Thanks to an ENEA venture, an agreement was signed with INRIA in 2019 to develop the first European institutional “mirror” of the Software Heritage archive. Since 2016, the archive has collected, preserved and enabled access to the source codes of all publicly available software in the world.
“A project of great cultural, social and scientific importance, sponsored by giants like Microsoft, Intel and Google. Navigating through the nearly twelve billion files stored in the archive, you can come across the sixty-thousand-line code that guided Apollo 11’s onboard computer, bringing man to the moon 50 years ago. Or you can browse “TAUmus”, one of the first software programs in the world behind computer music, developed in the 1970s”, the researcher continues. “What we have replicated at the ENEA Centre in Bologna is a vital backup that allows accessibility to over 170 million archived projects. Access to such a library, a true library of Alexandria of software, will provide the opportunity for researchers and scientists from the agency and university to study and analyse codes and algorithms, developing methods to extract information and produce new knowledge.
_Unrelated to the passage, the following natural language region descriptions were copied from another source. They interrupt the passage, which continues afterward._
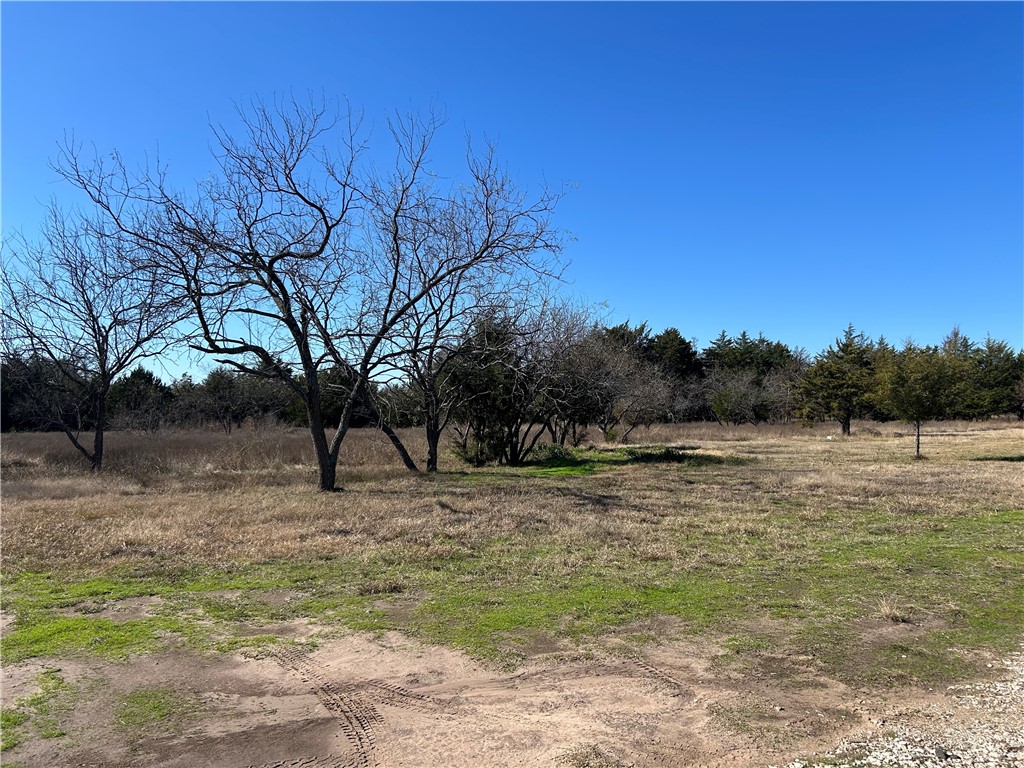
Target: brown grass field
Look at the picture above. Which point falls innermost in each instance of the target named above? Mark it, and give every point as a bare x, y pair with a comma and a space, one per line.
710, 596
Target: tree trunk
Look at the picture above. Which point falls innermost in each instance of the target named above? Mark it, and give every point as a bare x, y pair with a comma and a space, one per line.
97, 438
327, 460
433, 438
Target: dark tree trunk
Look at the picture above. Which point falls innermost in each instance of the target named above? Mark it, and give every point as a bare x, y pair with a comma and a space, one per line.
433, 438
97, 438
327, 460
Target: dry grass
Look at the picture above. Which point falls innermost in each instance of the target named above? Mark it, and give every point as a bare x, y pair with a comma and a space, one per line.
817, 543
218, 498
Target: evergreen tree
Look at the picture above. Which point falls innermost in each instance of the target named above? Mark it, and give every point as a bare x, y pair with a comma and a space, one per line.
839, 384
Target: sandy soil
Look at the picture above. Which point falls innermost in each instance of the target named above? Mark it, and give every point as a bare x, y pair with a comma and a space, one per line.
385, 701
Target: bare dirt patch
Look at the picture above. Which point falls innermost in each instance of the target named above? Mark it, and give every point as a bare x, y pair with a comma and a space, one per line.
389, 700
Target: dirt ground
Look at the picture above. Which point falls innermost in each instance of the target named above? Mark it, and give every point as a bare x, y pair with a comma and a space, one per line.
389, 700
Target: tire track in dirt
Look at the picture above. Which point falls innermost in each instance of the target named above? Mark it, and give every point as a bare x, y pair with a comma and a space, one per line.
355, 718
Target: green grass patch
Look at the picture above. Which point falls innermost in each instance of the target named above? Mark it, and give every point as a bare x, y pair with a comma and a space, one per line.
40, 714
155, 709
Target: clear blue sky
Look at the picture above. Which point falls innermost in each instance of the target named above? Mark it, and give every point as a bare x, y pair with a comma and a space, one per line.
785, 168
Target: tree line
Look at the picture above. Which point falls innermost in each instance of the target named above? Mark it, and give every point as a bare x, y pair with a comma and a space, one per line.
508, 383
335, 291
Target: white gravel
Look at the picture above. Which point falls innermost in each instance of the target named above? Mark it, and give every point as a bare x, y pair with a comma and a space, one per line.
977, 726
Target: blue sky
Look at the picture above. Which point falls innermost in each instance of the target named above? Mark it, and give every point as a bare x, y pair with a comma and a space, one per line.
784, 168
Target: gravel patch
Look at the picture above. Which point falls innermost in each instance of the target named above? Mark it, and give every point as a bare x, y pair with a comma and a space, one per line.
980, 725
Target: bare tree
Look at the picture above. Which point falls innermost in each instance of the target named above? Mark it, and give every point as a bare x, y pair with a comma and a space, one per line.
73, 303
294, 258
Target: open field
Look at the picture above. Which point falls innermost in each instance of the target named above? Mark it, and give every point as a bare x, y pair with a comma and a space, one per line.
710, 596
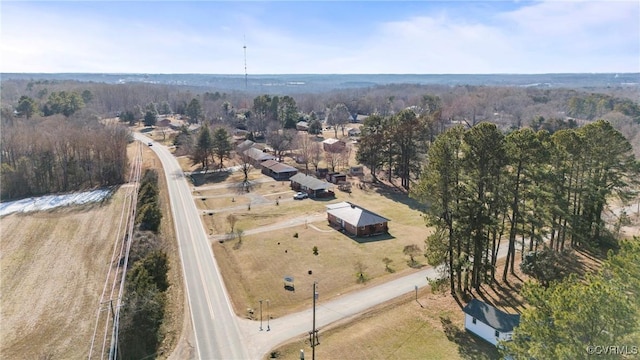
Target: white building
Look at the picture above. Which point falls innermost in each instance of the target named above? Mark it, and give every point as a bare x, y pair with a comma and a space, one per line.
488, 322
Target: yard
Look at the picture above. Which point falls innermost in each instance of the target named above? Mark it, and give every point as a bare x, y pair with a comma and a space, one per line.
278, 235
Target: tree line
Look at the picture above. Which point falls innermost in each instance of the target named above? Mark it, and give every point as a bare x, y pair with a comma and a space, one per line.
534, 189
146, 284
568, 319
57, 154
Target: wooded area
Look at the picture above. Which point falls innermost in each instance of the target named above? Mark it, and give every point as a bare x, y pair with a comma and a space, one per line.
534, 189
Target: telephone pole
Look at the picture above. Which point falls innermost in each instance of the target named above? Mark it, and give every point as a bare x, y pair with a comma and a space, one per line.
245, 63
313, 335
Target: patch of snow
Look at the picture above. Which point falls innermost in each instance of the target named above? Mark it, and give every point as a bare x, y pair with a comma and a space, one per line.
48, 202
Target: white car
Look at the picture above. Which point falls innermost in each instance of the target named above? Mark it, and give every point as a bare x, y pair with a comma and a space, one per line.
300, 195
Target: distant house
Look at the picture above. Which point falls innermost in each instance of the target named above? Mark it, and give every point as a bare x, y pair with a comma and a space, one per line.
353, 132
316, 188
163, 123
488, 322
333, 145
356, 220
278, 171
336, 178
358, 118
356, 170
244, 145
257, 156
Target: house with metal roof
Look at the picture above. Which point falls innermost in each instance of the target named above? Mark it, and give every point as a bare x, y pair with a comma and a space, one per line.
333, 145
278, 171
311, 185
257, 156
488, 322
355, 220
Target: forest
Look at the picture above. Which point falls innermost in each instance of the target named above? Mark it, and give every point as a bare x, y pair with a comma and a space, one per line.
57, 135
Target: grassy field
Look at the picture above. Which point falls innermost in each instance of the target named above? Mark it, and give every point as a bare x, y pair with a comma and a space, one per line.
254, 267
401, 329
53, 268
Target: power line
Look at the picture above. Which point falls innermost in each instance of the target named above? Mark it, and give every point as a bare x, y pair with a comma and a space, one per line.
245, 62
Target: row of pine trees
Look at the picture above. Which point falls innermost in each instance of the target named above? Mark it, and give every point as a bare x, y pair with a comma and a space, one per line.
485, 191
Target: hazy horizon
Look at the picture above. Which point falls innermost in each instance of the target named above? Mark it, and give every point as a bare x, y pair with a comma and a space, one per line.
320, 37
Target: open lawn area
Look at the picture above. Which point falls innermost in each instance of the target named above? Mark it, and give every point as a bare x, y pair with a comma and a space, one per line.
279, 234
432, 328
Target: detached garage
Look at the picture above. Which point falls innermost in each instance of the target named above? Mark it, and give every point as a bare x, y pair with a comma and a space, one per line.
488, 322
355, 220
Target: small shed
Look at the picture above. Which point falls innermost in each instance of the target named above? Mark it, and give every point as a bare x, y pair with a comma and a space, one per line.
356, 220
316, 188
356, 170
488, 322
278, 171
257, 156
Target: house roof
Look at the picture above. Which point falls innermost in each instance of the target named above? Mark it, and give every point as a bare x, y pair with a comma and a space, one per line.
354, 215
257, 154
310, 182
277, 167
245, 145
331, 141
492, 316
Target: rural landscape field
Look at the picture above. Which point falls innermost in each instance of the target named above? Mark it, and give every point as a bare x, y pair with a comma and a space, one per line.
255, 180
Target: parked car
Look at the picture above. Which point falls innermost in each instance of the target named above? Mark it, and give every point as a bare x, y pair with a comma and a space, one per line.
300, 195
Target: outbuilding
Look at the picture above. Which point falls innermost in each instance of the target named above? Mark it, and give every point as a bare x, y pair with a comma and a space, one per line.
278, 171
355, 220
316, 188
488, 322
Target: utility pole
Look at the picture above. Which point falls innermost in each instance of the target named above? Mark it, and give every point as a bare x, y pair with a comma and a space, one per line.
268, 316
245, 63
260, 314
313, 335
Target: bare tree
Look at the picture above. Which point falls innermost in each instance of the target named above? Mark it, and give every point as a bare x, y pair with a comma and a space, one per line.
304, 146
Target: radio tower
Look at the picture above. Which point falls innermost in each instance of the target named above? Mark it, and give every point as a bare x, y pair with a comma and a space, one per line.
245, 62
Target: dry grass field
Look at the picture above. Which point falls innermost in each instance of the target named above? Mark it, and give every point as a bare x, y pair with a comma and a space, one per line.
254, 267
402, 329
53, 268
430, 328
54, 265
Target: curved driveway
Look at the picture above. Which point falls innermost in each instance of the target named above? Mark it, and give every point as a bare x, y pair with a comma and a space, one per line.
218, 332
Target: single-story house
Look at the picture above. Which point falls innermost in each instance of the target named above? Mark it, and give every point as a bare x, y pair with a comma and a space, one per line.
357, 170
244, 145
488, 322
257, 156
356, 220
316, 188
336, 177
358, 118
278, 171
333, 145
353, 132
163, 122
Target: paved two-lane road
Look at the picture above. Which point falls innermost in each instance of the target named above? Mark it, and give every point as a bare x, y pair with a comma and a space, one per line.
216, 330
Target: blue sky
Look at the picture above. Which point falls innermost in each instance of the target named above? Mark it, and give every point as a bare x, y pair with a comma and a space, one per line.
321, 37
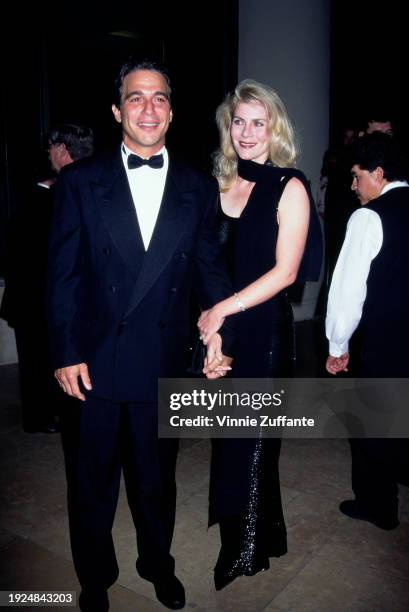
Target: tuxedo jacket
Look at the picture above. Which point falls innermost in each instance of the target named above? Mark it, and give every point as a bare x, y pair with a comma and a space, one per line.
385, 321
123, 310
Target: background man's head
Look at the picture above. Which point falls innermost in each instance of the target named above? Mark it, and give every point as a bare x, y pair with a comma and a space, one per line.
68, 142
376, 160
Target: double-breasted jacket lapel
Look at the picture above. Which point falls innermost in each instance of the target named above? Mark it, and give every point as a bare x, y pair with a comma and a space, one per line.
113, 196
168, 231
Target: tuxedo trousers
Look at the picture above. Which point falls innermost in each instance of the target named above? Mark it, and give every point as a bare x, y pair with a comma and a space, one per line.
101, 440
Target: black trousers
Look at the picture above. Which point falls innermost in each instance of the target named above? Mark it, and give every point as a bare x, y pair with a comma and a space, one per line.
100, 439
378, 464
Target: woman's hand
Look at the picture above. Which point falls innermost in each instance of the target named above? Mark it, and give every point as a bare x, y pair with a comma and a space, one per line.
216, 364
210, 321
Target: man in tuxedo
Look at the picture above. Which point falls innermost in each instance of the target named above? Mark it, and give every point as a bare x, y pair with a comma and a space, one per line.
368, 288
132, 234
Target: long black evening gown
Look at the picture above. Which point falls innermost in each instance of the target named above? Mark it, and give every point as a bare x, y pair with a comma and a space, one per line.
244, 488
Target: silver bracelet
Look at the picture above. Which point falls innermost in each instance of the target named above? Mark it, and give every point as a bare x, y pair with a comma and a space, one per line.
239, 302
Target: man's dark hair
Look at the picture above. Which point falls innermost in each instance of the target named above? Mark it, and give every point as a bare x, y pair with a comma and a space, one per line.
78, 139
132, 65
379, 150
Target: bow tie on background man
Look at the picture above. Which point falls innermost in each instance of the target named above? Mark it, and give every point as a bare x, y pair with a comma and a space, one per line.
134, 161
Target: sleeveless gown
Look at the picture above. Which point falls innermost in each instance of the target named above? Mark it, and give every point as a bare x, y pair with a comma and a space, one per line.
244, 486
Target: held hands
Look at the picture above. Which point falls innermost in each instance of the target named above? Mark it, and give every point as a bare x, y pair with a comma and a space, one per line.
210, 321
337, 364
216, 364
68, 379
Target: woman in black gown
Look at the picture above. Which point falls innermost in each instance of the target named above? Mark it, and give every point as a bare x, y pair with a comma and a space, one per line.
264, 219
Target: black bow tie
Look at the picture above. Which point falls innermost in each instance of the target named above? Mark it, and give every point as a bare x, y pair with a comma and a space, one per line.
134, 161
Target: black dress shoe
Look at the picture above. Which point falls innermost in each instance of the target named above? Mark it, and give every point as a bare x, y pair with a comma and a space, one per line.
358, 510
93, 600
170, 592
223, 577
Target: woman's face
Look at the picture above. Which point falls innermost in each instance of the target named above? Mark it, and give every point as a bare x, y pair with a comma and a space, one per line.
249, 131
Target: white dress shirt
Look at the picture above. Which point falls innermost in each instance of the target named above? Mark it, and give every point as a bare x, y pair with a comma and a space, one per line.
147, 186
363, 241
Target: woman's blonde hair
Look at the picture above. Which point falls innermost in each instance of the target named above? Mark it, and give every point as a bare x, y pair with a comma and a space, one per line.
282, 149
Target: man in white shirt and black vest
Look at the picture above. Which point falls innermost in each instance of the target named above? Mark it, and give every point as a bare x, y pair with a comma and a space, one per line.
369, 289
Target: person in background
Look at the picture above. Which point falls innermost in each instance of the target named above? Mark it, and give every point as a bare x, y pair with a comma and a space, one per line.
23, 305
131, 237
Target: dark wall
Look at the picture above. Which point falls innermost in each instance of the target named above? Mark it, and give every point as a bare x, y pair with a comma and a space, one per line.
369, 63
60, 68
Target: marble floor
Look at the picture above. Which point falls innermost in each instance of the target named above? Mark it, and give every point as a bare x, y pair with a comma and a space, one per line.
333, 564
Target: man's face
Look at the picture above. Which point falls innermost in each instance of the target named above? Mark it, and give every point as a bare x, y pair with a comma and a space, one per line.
56, 154
380, 126
144, 112
367, 185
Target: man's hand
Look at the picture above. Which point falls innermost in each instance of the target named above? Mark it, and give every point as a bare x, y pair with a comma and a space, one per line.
337, 364
216, 364
68, 379
210, 321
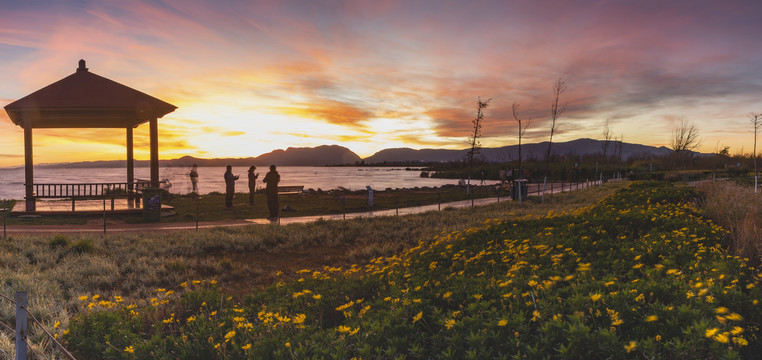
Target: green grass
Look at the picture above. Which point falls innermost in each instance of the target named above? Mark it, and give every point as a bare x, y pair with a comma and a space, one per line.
57, 270
638, 275
211, 207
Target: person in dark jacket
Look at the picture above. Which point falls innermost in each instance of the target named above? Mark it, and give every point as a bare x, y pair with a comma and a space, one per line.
194, 178
229, 186
252, 183
272, 179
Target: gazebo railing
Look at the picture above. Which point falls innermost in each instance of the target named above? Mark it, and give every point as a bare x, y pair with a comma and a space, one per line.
91, 191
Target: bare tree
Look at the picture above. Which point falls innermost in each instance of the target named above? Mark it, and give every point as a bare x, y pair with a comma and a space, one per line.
685, 138
606, 138
474, 138
522, 130
556, 110
756, 122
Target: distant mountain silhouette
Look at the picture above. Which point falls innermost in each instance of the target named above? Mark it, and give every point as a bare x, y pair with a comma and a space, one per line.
293, 156
339, 155
511, 152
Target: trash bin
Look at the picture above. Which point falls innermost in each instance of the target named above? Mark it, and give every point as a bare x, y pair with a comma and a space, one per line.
519, 183
151, 204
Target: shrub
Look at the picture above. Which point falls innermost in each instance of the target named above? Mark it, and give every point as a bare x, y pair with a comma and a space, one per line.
639, 275
739, 210
59, 241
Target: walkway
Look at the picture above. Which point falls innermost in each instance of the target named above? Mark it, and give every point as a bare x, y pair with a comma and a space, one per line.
98, 227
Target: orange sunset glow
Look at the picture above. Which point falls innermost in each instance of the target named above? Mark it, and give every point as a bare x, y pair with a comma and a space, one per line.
249, 77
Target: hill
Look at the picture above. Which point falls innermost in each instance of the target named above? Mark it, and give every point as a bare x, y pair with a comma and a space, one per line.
292, 156
339, 155
507, 153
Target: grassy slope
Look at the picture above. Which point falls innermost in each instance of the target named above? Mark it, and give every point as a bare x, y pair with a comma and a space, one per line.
57, 270
639, 275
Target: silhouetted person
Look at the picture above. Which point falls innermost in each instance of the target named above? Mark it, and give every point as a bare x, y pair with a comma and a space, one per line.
252, 183
194, 178
229, 186
272, 179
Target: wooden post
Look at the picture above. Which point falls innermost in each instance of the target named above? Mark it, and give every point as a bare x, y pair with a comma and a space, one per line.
29, 166
154, 140
130, 168
21, 325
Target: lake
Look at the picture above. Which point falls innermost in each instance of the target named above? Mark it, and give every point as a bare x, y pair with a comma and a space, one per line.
211, 178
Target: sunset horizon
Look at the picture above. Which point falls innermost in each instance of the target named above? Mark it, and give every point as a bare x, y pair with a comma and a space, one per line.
252, 77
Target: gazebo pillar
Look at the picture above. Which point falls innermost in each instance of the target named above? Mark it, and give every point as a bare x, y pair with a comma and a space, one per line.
154, 139
130, 168
29, 166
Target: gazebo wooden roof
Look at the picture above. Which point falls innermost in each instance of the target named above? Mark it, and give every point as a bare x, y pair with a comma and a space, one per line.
87, 100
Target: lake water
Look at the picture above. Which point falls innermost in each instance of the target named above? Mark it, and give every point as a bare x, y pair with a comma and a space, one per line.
211, 178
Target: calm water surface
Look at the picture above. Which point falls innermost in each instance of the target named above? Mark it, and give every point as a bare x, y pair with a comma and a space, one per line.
210, 178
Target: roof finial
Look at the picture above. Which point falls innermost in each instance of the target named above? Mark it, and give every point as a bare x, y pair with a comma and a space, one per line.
81, 66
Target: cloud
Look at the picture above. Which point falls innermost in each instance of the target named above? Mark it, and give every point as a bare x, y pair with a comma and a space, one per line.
331, 111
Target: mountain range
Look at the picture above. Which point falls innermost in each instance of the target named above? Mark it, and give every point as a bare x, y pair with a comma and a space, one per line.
339, 155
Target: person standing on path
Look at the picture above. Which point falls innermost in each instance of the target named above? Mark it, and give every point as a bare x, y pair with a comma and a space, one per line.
194, 178
229, 186
252, 183
272, 179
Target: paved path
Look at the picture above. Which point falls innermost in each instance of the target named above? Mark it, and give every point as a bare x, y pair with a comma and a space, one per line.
95, 227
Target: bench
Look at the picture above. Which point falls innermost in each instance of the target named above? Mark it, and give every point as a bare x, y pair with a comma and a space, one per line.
291, 190
86, 191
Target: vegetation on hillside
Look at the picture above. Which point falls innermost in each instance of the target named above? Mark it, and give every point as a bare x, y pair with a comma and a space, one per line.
639, 275
58, 270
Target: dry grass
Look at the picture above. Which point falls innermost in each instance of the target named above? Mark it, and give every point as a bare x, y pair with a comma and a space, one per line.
57, 269
738, 209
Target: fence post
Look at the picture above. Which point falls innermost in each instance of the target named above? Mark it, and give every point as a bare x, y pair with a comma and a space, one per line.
104, 216
21, 329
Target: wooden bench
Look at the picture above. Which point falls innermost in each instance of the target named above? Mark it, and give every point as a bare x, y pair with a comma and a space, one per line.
291, 190
85, 191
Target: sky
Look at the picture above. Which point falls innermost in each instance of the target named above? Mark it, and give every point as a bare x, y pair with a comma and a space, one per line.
251, 76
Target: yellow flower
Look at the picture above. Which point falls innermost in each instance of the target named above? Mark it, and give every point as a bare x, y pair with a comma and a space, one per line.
345, 306
417, 317
734, 317
721, 338
229, 335
343, 329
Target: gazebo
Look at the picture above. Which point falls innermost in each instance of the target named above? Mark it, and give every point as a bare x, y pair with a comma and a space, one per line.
87, 100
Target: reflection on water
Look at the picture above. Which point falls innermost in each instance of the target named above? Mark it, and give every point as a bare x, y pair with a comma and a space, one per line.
210, 178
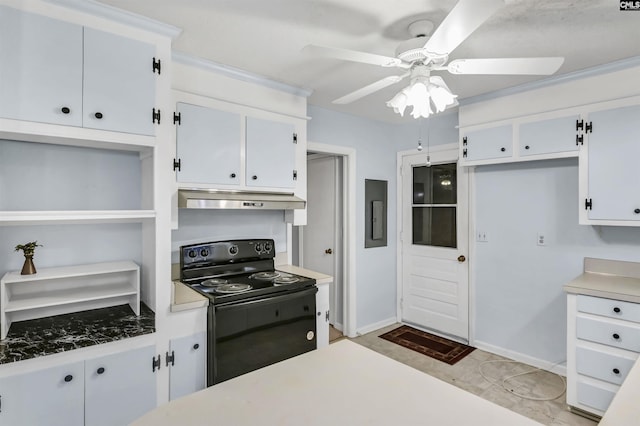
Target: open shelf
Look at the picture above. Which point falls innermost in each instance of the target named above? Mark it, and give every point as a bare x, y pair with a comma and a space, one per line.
56, 291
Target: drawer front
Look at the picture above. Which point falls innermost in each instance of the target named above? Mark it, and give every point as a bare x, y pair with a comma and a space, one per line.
595, 397
609, 308
603, 366
609, 333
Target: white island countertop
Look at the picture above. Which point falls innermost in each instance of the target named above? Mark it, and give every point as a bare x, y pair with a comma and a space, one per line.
341, 384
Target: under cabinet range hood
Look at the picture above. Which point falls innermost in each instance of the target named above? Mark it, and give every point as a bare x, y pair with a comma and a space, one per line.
212, 199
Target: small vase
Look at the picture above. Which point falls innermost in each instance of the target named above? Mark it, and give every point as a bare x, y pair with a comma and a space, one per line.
28, 268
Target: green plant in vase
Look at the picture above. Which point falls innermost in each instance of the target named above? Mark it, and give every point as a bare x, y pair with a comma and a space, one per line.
28, 250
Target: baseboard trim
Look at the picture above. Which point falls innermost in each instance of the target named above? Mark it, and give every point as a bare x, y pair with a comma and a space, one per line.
376, 326
520, 357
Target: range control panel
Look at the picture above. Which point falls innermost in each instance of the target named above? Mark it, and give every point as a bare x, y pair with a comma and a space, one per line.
218, 252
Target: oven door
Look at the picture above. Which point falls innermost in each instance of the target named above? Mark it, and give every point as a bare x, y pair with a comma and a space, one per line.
248, 335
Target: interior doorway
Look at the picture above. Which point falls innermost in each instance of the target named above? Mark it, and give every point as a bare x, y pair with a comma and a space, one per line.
327, 243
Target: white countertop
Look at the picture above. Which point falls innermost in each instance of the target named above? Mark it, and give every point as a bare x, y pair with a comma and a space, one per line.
343, 383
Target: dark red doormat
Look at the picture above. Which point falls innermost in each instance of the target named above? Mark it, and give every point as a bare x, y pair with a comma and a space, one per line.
437, 347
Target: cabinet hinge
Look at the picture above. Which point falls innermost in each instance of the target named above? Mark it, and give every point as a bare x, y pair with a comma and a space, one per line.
170, 358
155, 116
156, 65
155, 363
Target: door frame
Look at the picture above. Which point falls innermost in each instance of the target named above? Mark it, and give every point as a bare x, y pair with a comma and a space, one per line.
349, 230
470, 234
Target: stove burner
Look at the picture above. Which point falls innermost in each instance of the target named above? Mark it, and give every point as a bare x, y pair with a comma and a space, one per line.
285, 280
214, 282
233, 288
266, 275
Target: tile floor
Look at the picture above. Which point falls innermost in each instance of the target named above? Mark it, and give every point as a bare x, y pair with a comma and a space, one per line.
466, 375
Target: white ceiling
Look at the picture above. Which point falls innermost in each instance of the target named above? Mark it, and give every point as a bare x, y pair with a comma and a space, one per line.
265, 37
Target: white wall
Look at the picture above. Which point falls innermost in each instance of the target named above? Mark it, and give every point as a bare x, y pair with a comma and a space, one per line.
376, 144
520, 303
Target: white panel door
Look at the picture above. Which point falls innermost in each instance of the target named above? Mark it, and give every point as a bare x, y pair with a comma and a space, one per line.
119, 83
187, 374
40, 68
208, 145
613, 152
52, 397
435, 243
270, 154
119, 388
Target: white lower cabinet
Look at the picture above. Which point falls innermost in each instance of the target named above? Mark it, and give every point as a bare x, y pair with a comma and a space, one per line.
187, 370
53, 397
120, 388
322, 318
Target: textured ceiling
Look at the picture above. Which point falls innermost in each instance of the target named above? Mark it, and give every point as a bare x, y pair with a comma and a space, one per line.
265, 37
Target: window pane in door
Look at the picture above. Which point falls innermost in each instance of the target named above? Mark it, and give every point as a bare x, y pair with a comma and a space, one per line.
434, 226
435, 184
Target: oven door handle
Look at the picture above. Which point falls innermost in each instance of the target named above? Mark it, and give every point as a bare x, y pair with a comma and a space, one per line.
279, 298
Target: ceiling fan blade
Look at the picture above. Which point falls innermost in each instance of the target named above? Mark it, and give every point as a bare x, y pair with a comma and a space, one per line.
371, 88
465, 17
352, 55
530, 66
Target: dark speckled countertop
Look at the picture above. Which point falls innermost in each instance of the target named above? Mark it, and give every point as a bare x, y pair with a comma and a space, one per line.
61, 333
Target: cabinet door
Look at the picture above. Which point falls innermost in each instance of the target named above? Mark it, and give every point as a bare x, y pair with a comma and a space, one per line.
322, 318
485, 144
613, 173
119, 83
51, 397
187, 374
40, 68
119, 388
548, 136
208, 145
270, 154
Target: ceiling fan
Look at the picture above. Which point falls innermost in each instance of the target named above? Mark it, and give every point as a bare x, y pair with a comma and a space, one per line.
422, 54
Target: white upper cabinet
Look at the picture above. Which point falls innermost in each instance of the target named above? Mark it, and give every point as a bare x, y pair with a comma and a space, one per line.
271, 148
208, 145
62, 73
609, 168
489, 143
40, 68
119, 84
548, 136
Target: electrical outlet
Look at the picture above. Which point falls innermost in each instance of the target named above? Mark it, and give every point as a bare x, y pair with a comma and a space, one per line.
482, 236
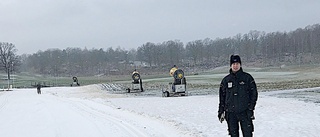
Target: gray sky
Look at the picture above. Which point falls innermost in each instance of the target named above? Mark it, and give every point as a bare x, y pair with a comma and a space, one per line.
34, 25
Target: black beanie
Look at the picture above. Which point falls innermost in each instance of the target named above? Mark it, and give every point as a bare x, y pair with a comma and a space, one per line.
235, 58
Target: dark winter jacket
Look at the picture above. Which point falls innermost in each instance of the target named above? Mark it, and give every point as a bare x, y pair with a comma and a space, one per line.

So, like ‘Big Data’, we can talk about ‘Big Code’. This is an ongoing research field, still to be explored, but rich in spillovers. A field with a broad scope, bound to have an important strategic value. It opens up new opportunities for young researchers: codes are the essential component of high-performance computing, artificial intelligence and every digital application”, Pagutti concludes.
In addition to research, the project will incorporate various training and digital literacy activities to reflect on fundamental issues related to the development of information technology, with the aim of enhancing awareness of the profound changes underway in the economic, cultural and social arenas linked to the increasingly widespread use of new technologies.
Recently, the first public event “Software Heritage, Universal Code Archives- Digressions on the subject” was held in the Giorgio Prodi Auditorium at the University of Bologna’s Department of Computer Science. The day-long event was dedicated to open source, the new digital archives and codes, in both their leading roles in the digital revolution and as a part of our cultural heritage and, as such, something to be preserved and protected.
The Bologna Big Code Lab project and this venture were born and developed within the framework of the Bologna Technopole. It currently houses the Data Centre of the European Centre for Medium-Range Weather Forecasts (ECMWF), and will soon host Leonardo, one of the most powerful supercomputers in the world, to be managed by Cineca. There will also be space for start-ups and research laboratories, creating the perfect environment to connect research and industrial networks.